The implementation is straightforward. The service reads GEMINI_API_KEY from the .env file, creates an instance of GoogleGenAI and exposes one method called generateContentAsync. I also created a small GenerateRequest type. The reason is simple: I only want to expose the properties that this example needs. The original SDK request type contains more options and for this proof of concept that would make the code harder to read.

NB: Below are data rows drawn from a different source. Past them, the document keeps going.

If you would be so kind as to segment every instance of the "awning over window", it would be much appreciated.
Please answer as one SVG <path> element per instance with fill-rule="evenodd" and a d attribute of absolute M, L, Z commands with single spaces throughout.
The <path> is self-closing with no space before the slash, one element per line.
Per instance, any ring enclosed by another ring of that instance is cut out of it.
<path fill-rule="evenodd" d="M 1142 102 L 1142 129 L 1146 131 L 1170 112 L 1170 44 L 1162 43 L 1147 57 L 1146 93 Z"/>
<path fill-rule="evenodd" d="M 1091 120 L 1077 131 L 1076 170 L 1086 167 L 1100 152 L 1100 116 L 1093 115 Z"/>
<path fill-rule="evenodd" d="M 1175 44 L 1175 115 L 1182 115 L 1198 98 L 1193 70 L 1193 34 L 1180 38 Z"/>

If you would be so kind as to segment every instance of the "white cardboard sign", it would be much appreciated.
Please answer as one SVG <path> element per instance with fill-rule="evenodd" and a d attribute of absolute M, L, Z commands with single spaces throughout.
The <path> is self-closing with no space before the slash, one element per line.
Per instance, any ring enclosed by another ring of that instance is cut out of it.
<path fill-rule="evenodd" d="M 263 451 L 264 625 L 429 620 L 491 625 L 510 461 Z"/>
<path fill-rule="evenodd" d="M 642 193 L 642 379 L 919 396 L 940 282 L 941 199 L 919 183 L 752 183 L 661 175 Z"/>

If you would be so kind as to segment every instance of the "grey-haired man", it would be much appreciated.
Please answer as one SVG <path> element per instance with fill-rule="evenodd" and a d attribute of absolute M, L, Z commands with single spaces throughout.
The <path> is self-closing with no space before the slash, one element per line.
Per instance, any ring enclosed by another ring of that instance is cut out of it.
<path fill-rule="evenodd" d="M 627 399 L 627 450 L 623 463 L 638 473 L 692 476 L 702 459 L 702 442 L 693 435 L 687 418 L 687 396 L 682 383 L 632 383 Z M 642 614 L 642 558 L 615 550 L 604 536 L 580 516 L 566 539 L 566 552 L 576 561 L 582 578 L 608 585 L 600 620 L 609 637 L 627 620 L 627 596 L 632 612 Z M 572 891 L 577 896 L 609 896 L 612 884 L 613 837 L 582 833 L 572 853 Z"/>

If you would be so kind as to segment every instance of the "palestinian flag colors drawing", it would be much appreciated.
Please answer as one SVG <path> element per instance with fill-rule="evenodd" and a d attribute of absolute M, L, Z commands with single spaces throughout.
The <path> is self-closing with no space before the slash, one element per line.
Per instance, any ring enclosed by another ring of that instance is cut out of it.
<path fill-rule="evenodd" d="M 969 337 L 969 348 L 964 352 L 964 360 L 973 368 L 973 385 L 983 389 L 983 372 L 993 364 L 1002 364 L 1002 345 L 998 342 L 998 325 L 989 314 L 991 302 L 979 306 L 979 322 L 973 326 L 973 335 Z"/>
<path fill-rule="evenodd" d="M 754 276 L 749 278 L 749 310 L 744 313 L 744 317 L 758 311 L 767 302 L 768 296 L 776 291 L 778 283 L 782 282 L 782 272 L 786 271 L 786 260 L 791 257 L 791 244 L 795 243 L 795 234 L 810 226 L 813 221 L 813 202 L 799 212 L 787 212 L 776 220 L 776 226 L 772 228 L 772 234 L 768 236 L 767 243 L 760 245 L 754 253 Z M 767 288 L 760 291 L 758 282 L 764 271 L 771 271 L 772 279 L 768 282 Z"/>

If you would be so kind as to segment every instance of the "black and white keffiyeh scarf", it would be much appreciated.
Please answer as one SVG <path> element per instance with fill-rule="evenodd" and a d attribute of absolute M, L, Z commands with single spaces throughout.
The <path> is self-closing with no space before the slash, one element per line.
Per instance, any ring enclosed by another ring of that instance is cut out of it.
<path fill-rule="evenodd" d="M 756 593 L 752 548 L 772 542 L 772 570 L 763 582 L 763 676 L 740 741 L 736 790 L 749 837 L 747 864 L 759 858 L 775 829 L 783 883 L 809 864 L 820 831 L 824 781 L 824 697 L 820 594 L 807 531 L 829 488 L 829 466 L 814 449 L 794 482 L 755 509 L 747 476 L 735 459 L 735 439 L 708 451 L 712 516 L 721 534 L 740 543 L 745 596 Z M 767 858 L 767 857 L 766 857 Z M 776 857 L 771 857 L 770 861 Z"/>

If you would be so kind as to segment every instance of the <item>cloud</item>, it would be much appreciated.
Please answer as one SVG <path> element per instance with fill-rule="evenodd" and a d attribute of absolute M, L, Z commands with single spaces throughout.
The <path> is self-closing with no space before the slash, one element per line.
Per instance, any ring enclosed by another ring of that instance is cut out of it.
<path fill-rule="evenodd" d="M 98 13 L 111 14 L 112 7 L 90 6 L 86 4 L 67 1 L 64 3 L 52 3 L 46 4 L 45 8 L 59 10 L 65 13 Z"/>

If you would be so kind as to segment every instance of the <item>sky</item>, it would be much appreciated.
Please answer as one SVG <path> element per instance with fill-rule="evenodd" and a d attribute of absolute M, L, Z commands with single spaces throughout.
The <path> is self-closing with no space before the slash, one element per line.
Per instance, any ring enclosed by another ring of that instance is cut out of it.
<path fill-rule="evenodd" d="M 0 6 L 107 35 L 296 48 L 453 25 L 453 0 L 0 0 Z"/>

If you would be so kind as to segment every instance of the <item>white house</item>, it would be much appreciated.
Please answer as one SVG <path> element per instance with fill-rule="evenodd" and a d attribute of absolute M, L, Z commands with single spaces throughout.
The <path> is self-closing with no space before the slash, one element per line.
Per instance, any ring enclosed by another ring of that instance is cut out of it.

You also need to create a .env file:

GEMINI_API_KEY = your-api-key

Do not forget to add the .env file to .gitignore, so you do not commit your API key to the repository.

Agent Creation

Now we can put everything together in agent.ts. In this example, the tool definition is hardcoded. That keeps the proof of concept simple and easier to understand. In a more generic version, we could read WebMCP tools from the page and map them into Gemini tool declarations automatically. But that would add more code and I want this article to stay focused on the core idea.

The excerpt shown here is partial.